From: Yu Kuai yukuai3@huawei.com
Changes in v2: - fix the problem that if 'nr_pending' is decreased to 0 in wait_barrier_nolock() in patch 1, 'conf->barrier' is not waked, and raise_barrier() can hang while waiting 'nr_pending' to be 0. - only modify hot path in patch 2. - use node 1 as default in patch 6.
In some architecture, for example KUNPENG 920, memory access latency is very bad across nodes compare to local node. For consequence, io performance is rather bad while users issue io from multiple nodes if lock contention exist in the driver.
This patchset tries to avoid memory access across nodes in driver.
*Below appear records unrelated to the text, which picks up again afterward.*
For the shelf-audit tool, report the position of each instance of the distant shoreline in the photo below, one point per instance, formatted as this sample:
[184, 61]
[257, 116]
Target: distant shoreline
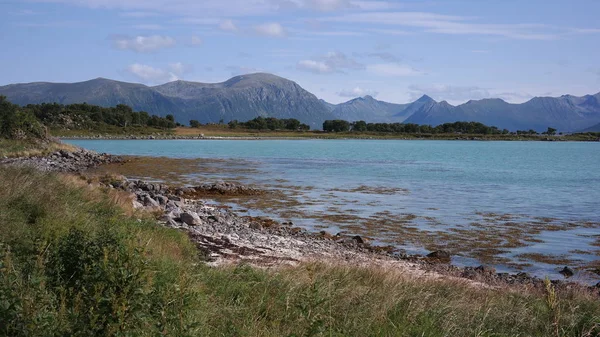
[335, 137]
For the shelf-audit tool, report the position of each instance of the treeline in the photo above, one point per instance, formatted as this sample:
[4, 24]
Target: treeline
[88, 116]
[270, 123]
[446, 128]
[19, 122]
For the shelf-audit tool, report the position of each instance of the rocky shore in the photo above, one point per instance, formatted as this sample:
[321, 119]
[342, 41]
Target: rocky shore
[64, 161]
[224, 237]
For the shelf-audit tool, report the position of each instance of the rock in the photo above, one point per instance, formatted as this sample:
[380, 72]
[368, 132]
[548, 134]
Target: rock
[162, 199]
[190, 218]
[255, 225]
[485, 270]
[326, 235]
[149, 202]
[567, 272]
[439, 255]
[358, 239]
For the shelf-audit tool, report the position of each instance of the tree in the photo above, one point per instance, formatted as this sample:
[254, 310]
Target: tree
[359, 126]
[233, 124]
[336, 125]
[551, 131]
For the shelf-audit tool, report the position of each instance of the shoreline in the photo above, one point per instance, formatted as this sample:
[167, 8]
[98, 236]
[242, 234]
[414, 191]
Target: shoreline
[228, 238]
[333, 137]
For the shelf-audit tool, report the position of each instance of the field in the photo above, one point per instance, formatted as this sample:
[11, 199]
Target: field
[76, 259]
[225, 131]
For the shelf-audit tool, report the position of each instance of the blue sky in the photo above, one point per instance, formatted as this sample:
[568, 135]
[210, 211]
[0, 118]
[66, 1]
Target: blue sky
[452, 50]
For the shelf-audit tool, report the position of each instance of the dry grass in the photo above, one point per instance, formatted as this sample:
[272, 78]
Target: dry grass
[177, 295]
[14, 148]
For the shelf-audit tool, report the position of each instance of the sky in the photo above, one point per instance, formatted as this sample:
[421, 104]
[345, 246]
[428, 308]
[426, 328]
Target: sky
[396, 51]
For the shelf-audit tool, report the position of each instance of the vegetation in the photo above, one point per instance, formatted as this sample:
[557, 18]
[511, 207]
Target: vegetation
[76, 261]
[16, 123]
[447, 128]
[270, 123]
[31, 121]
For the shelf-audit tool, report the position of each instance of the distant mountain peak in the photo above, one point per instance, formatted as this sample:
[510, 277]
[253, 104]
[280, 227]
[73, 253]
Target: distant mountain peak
[425, 98]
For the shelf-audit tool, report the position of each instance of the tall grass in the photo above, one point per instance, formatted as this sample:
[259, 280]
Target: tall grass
[28, 148]
[73, 263]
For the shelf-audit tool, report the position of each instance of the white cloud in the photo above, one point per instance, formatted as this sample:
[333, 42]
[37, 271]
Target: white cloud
[137, 14]
[330, 63]
[392, 70]
[196, 41]
[386, 56]
[148, 27]
[455, 94]
[228, 26]
[242, 70]
[148, 74]
[179, 68]
[272, 29]
[143, 44]
[328, 5]
[357, 92]
[313, 66]
[449, 24]
[153, 75]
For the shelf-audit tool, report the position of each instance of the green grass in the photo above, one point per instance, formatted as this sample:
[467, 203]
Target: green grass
[111, 130]
[75, 260]
[26, 148]
[225, 131]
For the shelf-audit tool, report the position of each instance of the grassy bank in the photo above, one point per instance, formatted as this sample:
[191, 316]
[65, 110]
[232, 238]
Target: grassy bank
[19, 148]
[76, 260]
[224, 131]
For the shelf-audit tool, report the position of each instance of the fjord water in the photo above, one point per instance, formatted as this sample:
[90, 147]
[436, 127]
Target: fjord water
[450, 181]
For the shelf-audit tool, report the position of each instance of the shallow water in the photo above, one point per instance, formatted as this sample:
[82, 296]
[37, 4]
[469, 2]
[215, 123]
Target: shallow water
[447, 185]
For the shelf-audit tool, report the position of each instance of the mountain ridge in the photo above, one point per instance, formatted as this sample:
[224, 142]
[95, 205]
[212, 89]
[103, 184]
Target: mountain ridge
[245, 97]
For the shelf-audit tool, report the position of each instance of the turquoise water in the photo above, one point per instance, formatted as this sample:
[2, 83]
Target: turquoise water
[451, 181]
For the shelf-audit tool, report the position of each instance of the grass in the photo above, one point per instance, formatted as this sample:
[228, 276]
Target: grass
[18, 148]
[72, 262]
[225, 131]
[111, 130]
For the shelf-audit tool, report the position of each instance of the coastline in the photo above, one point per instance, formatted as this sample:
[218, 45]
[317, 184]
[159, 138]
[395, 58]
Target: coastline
[331, 136]
[227, 238]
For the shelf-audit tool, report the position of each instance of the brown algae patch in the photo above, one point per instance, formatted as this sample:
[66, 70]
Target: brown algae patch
[489, 237]
[177, 171]
[364, 189]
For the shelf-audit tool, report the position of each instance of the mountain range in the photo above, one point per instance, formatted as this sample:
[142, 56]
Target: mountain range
[249, 96]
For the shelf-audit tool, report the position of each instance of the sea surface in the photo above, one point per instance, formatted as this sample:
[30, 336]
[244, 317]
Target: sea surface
[455, 191]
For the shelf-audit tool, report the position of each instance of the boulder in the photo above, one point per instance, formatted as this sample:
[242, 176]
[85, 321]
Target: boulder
[439, 255]
[162, 199]
[485, 270]
[190, 218]
[567, 272]
[149, 202]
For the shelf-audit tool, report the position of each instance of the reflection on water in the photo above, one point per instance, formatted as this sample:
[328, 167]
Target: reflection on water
[521, 205]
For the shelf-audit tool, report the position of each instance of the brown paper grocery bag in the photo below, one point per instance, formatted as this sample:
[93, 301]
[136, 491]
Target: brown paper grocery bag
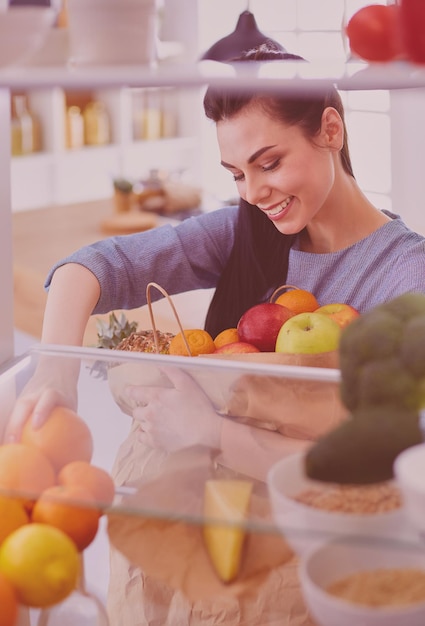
[160, 570]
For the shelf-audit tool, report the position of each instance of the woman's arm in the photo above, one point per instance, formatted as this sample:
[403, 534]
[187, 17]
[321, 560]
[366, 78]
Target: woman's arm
[73, 294]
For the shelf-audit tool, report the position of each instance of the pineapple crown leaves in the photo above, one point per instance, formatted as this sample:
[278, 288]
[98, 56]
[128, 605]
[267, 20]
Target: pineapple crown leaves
[112, 332]
[109, 335]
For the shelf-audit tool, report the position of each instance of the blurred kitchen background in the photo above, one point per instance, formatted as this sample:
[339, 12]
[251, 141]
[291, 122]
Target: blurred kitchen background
[87, 164]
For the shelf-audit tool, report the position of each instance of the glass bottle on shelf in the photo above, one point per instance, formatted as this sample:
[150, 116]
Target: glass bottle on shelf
[152, 114]
[96, 124]
[25, 128]
[169, 112]
[74, 128]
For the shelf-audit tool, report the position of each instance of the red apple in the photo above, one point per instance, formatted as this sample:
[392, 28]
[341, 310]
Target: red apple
[236, 347]
[261, 323]
[343, 314]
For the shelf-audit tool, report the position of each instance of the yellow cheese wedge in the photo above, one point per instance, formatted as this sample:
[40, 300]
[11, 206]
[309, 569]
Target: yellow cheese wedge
[226, 500]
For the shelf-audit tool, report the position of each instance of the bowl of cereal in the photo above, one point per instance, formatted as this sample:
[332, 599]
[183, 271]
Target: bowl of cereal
[355, 582]
[409, 471]
[309, 512]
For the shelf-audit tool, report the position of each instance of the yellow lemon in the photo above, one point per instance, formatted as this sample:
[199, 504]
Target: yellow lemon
[41, 562]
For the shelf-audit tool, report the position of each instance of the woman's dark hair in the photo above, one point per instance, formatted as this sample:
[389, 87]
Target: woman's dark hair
[259, 258]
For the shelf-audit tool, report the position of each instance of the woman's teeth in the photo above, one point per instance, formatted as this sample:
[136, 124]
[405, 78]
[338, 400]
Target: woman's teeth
[280, 207]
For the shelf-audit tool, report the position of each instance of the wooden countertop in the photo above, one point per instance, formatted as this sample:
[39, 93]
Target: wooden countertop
[42, 237]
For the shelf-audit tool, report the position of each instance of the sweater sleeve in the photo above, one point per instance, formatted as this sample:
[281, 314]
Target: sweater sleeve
[180, 258]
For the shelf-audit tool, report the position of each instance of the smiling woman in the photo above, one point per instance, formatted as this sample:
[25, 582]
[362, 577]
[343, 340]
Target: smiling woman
[301, 219]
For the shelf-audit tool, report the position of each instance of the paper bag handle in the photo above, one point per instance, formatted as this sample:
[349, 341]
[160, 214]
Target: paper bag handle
[279, 290]
[155, 332]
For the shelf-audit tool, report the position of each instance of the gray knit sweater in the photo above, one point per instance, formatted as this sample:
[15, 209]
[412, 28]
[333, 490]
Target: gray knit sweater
[192, 255]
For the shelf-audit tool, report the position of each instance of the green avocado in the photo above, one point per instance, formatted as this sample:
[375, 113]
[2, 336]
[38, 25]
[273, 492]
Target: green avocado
[362, 449]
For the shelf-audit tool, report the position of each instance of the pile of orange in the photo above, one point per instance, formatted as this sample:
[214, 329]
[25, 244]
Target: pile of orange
[53, 495]
[295, 299]
[192, 342]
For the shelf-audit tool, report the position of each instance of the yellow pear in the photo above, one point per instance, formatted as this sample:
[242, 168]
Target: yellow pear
[227, 501]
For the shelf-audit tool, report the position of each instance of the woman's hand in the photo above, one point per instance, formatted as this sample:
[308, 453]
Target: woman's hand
[175, 418]
[54, 383]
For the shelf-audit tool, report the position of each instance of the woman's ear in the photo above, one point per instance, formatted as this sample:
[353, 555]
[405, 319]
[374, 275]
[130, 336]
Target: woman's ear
[332, 129]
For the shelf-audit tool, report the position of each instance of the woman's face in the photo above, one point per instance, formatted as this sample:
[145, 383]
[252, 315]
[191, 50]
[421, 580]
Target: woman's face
[277, 168]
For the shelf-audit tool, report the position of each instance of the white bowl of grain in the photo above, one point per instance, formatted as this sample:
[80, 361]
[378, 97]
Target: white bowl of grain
[409, 471]
[309, 513]
[349, 582]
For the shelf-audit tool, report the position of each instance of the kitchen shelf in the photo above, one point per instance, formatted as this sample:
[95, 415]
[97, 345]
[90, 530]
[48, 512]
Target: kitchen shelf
[294, 76]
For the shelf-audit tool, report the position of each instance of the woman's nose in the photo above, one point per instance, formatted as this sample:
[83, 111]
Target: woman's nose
[255, 192]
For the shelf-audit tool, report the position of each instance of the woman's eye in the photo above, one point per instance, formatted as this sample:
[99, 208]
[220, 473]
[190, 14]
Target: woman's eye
[273, 166]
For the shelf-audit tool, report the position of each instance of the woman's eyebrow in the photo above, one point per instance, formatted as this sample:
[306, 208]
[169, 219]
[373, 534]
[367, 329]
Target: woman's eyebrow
[252, 158]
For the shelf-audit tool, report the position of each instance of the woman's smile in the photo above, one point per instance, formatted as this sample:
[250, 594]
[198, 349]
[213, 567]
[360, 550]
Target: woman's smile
[277, 211]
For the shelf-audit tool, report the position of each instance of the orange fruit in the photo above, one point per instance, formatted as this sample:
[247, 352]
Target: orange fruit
[12, 516]
[63, 438]
[229, 335]
[70, 509]
[200, 342]
[8, 603]
[91, 477]
[42, 564]
[24, 471]
[298, 301]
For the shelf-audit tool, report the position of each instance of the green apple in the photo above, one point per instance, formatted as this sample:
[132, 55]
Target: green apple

Test environment: aarch64 Huawei KUNPENG 920
Raid10 initialize: mdadm --create /dev/md0 --level 10 --bitmap none --raid-devices 4 /dev/nvme0n1 /dev/nvme1n1 /dev/nvme2n1 /dev/nvme3n1
Test cmd: (task set -c 0-15) fio -name=0 -ioengine=libaio -direct=1 -group_reporting=1 -randseed=2022 -rwmixread=70 -refill_buffers -filename=/dev/md0 -numjobs=16 -runtime=60s -bs=4k -iodepth=256 -rw=randread
Test result:
before this patchset: 3.2 GiB/s bind node before this patchset: 6.9 Gib/s after this patchset: 7.9 Gib/s bind node after this patchset: 8.0 Gib/s
Wang ShaoBo (1): arm64/topology: Getting preferred sibling's cpumask supported by platform
Yu Kuai (5): md/raid10: convert resync_lock to use seqlock md/raid10: prevent unnecessary calls to wake_up() in fast path block: add new fields in request_queue block: support to dispatch bio asynchronously md: enable dispatching bio asynchronously by default
arch/arm64/Kconfig | 8 ++ arch/arm64/include/asm/smp_plat.h | 14 ++ arch/arm64/kernel/smp.c | 9 ++ arch/arm64/kernel/topology.c | 51 +++++++ block/blk-core.c | 212 +++++++++++++++++++++++++++++- block/blk-sysfs.c | 40 ++++++ drivers/md/md.c | 5 + drivers/md/raid10.c | 98 +++++++++----- drivers/md/raid10.h | 2 +- include/linux/arch_topology.h | 7 + include/linux/blkdev.h | 6 + 11 files changed, 420 insertions(+), 32 deletions(-)